Вскоре после этого я прихватил в больницу свой портативный «Сони». Было часа два или три ночи, и я сразу направился в психиатрическое отделение, в палату для тяжелобольных, где и записал пленку возле одного пациента, кататоника, страдающего амнезией. Он уже многие годы находился в больнице. Личность его так и не установили. Полиция подобрала его в районе. М-стрит в 1970 году, он бродил по улицам и ничего не помнил. С тех пор он не произнес ни слова. Хотя, может быть, его просто никто не слышал. Я спросил его, кто он такой и слышит ли меня, а потом включил магнитофон. Я записал целую кассету, а потом вернулся домой и прослушал ее. Результат оказался весьма странным. За все полчаса я обнаружил только пару участков пленки, где появился голос. Обычно запись напичкана голосами, хотя частенько они, разумеется, едва различимы. Здесь же – за исключением двух участков, о которых я упомянул, – пленка осталась чистой, и пустота эта сама по себе казалась необычной. Но что меня еще более поразило – я бы даже сказал испугало, – так это сами голоса. Оба раза звучал мужской голос, и я уверен, что он принадлежал именно этому пациенту-кататонику. Сначала голос произнес: «Я начинаю вспоминать». А потом я услышал, скорее всего, имя и фамилию пациента, то есть ответ на мой вопрос, а звучало это примерно так: «Джеймс Венамин», как мне помнится. От этого голоса меня почему-то бросило в дрожь, и я не отважился повторить свой эксперимент.

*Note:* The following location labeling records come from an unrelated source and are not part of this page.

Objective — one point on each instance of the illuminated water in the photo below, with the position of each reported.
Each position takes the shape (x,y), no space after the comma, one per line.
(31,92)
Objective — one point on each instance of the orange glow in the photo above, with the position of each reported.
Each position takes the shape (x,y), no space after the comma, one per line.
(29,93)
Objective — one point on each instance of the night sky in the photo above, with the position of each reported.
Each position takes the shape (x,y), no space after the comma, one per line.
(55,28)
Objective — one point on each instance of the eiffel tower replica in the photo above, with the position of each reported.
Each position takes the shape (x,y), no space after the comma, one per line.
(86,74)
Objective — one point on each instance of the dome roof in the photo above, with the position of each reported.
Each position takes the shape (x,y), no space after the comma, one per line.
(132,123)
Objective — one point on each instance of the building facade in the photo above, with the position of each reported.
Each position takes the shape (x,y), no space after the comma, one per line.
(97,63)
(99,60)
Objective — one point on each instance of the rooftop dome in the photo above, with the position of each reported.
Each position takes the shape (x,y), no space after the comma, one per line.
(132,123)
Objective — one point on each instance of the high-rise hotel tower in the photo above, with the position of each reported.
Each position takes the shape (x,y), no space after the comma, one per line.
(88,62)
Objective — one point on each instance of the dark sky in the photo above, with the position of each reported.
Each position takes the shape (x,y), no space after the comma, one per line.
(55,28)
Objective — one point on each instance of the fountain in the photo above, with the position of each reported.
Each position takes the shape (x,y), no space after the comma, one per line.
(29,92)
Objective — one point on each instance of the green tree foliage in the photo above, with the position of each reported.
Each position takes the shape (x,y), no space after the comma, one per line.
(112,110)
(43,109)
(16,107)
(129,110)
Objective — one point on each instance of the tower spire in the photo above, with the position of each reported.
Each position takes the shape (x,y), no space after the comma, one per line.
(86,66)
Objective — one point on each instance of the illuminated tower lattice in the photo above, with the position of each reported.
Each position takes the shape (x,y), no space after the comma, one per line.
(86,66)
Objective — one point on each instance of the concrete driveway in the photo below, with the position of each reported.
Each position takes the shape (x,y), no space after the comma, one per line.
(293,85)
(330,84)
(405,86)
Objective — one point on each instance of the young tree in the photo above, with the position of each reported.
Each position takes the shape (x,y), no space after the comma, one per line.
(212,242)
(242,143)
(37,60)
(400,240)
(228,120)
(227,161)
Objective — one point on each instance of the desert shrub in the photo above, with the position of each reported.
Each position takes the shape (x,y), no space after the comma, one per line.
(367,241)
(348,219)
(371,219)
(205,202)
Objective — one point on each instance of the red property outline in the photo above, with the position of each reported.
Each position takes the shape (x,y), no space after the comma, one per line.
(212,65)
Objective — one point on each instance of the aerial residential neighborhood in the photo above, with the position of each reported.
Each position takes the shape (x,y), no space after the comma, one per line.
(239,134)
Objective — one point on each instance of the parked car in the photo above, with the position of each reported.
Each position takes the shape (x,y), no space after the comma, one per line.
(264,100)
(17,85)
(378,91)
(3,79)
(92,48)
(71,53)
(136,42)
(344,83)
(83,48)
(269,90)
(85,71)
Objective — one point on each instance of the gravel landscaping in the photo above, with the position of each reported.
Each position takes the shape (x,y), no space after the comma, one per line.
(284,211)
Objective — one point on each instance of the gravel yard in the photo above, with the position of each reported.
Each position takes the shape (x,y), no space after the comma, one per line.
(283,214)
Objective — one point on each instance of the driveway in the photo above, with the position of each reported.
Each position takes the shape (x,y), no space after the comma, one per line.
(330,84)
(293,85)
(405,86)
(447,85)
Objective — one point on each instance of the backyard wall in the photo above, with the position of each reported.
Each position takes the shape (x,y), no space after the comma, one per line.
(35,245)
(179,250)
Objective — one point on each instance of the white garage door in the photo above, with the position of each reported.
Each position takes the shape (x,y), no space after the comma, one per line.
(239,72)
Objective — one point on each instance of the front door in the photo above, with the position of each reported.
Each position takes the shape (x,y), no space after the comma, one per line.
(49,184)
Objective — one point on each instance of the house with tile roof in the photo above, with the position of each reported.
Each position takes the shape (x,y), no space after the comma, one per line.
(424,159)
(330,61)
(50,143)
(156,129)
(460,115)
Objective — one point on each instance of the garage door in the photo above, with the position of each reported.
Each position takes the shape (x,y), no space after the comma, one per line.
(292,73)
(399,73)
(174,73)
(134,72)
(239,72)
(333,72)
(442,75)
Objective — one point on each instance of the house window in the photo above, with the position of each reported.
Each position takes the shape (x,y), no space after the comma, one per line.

В конце года произошло важное, решающее событие. Поначалу я еще сомневался в том, что же именно мне удается слышать. Но все развивалось гораздо стремительней, чем я предполагал. Свой магнитофон я поменял на другой, высшего класса. В него была вмонтирована электронная подстройка скорости. Еще там имелся полосовой фильтр, который автоматически выбрасывал любые звуки, выходящие за рамки диапазона человеческого голоса.